Health insurance providers are requesting prior authorization for an increasing number of treatments and procedures. If the clinic fails to obtain authorization, the insurance company can refuse to pay clinicians anything.
It happens infrequently, but a patient may need to see their healthcare professional twice in the same day to receive the same or similar treatments. Practitioners encounter difficulties when submitting these types of claims. Insurance companies view this as a duplicate reimbursement request and will reject it automatically.
It would seem like common sense, but clinicians who don’t file reimbursement claims in a timely manner will forfeit payment. Practitioners have one year to file their claim and such oversights can cost clinics thousands of dollars.
Check the Facts Before Treatment Begins
In a time of high unemployment and loss of benefits, it’s essential for practices to verify insurance coverage and client information before the patient ever reaches the clinic. An EMR provides the means to accomplish these and other tasks with alacrity, reimbursement claims included.
Insurance coverage that has lapsed, been terminated, wasn’t in force when the patient received services, and clients not eligible for coverage represent a major reimbursement problem for practitioners. All of that information can be ascertained easily prior to the patient’s appointment.

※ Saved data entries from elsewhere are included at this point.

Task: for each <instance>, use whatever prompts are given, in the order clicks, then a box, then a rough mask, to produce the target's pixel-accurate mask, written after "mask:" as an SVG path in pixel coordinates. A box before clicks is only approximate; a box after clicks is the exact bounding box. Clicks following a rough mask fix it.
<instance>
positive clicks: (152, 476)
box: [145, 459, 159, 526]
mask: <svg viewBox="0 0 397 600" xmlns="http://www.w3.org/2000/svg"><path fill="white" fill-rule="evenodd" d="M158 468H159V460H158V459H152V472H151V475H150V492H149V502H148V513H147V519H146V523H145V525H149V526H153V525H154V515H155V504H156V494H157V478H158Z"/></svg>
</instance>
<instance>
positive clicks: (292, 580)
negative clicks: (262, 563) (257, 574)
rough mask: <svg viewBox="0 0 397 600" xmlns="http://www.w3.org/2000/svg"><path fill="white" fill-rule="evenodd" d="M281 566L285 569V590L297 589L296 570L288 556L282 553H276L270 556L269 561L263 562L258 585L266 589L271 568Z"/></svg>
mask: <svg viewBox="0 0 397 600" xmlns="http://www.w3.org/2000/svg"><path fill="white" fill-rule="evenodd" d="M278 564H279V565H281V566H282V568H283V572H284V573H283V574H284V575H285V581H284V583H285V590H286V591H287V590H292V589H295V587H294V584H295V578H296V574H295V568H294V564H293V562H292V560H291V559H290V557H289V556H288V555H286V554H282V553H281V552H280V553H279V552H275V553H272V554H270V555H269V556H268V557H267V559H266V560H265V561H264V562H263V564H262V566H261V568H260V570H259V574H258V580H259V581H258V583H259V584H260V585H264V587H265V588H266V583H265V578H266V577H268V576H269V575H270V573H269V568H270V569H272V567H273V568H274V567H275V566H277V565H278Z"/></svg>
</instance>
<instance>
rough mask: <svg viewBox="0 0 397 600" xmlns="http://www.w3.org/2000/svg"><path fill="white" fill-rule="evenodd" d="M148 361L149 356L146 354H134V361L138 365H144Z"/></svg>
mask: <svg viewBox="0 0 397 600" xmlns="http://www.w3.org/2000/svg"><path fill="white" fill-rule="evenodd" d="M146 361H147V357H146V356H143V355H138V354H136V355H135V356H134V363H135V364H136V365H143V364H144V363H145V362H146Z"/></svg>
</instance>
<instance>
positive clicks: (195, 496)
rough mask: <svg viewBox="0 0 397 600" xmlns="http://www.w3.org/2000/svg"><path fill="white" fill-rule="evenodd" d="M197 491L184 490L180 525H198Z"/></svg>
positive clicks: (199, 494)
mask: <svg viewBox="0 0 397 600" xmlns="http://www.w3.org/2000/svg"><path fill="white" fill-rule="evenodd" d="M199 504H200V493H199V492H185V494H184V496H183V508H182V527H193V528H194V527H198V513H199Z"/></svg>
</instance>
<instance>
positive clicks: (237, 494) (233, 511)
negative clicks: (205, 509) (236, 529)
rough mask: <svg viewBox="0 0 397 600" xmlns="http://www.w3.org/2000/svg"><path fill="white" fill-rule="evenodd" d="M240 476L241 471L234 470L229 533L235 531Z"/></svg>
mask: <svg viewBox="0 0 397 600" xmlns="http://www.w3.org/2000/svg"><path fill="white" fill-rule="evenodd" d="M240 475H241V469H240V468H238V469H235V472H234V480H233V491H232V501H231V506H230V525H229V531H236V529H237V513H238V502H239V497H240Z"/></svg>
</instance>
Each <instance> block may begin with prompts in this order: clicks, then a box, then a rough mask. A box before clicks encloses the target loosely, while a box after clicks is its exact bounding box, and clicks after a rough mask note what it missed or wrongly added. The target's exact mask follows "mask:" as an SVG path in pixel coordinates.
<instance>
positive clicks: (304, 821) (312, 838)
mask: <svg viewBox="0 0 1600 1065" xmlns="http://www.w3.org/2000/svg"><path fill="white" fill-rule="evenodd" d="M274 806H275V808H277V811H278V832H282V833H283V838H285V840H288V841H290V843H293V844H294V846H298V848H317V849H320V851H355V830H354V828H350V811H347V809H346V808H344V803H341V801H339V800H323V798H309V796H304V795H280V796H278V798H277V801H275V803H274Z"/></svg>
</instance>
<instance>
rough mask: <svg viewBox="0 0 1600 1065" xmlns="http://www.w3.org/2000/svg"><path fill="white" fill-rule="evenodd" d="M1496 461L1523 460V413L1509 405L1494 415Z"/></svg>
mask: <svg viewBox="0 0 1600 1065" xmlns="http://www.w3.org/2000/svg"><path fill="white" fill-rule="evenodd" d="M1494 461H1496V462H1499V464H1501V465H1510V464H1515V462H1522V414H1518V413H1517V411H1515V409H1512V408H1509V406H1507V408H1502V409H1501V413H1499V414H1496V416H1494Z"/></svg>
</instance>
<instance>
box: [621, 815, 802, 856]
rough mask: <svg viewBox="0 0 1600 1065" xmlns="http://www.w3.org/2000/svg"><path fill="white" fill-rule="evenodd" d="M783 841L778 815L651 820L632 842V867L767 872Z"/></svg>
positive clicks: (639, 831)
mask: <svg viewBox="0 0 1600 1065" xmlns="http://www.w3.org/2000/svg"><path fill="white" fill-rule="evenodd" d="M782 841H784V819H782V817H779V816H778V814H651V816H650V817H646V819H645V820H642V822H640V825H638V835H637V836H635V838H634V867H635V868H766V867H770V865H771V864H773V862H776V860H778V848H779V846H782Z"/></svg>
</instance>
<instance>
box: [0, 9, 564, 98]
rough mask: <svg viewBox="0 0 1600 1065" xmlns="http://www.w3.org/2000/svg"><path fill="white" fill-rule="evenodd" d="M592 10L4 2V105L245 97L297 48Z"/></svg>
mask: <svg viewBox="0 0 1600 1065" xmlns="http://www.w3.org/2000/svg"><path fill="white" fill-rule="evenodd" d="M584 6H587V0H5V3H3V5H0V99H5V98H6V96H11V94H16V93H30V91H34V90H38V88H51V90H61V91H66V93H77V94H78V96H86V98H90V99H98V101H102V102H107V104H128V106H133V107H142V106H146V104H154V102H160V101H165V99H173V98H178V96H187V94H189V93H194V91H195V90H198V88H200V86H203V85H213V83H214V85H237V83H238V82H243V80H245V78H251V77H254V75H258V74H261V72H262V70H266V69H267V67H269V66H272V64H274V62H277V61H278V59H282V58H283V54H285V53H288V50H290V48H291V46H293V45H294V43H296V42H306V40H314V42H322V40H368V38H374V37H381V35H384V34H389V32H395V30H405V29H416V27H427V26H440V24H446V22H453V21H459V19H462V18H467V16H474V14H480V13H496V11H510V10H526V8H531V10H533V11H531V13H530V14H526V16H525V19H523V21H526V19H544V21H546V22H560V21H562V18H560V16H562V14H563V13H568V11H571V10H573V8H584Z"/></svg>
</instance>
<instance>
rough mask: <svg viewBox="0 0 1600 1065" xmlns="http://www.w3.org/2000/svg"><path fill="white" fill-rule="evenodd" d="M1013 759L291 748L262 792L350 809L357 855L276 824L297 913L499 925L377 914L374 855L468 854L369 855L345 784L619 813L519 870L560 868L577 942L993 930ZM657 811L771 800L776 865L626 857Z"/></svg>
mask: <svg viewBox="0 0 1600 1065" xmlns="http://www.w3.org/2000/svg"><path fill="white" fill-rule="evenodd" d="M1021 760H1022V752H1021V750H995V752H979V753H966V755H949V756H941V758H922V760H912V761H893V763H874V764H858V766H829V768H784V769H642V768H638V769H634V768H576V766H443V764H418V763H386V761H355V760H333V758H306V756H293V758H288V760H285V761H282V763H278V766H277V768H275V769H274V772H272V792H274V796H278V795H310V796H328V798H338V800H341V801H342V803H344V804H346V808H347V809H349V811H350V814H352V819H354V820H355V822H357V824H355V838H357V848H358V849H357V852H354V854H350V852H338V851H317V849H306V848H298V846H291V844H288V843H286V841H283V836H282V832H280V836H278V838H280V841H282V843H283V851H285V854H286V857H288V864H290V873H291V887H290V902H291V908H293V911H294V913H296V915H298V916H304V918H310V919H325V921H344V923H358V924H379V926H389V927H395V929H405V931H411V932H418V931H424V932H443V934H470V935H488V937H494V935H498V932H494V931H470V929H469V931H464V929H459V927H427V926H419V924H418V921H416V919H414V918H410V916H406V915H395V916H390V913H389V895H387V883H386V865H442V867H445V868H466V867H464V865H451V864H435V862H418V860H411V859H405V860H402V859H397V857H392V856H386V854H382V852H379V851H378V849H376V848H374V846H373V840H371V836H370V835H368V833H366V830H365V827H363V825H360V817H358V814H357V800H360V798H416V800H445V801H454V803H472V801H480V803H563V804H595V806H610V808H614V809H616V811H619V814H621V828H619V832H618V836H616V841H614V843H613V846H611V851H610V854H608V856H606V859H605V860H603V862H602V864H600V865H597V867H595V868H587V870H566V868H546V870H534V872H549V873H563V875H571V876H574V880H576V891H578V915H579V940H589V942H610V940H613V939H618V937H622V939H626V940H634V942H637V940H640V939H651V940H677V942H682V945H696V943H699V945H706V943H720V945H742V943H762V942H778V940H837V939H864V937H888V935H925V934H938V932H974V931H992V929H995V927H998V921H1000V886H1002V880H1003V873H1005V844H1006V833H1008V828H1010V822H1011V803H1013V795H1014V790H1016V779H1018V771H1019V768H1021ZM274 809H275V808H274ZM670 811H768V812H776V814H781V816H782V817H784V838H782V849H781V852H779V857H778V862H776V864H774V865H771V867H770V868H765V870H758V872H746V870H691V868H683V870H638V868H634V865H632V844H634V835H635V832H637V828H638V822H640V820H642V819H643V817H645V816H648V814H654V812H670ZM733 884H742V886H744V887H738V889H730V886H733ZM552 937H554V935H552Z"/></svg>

Many healthcare insurance providers are offering basic or minimal services and few patients understand their coverage or limitations. It’s imperative that clinicians determine the type of treatments covered under each insurance plan.
What constitutes a reasonable fee for practitioners and insurance companies varies widely. Each insurer has its own guidelines on the amount that can be reimbursed for specific treatments and reimbursement claims that exceed which will be rejected for unreasonable fees.
Clinicians and insurers also differ on procedures. Ordering a CT scan instead of a less expensive x-ray can result in a determination of not medically necessary by the insurance company and loss of income for the practitioner.
An EMR represents the best solution for a low-delay reimbursement system. It has the tools to identify an extensive array of human errors that will delay or prevent claim payments.
An integrated EMR is the key to verifying patient information and insurance coverage to ensure practitioners receive the reimbursement to which they’re entitled.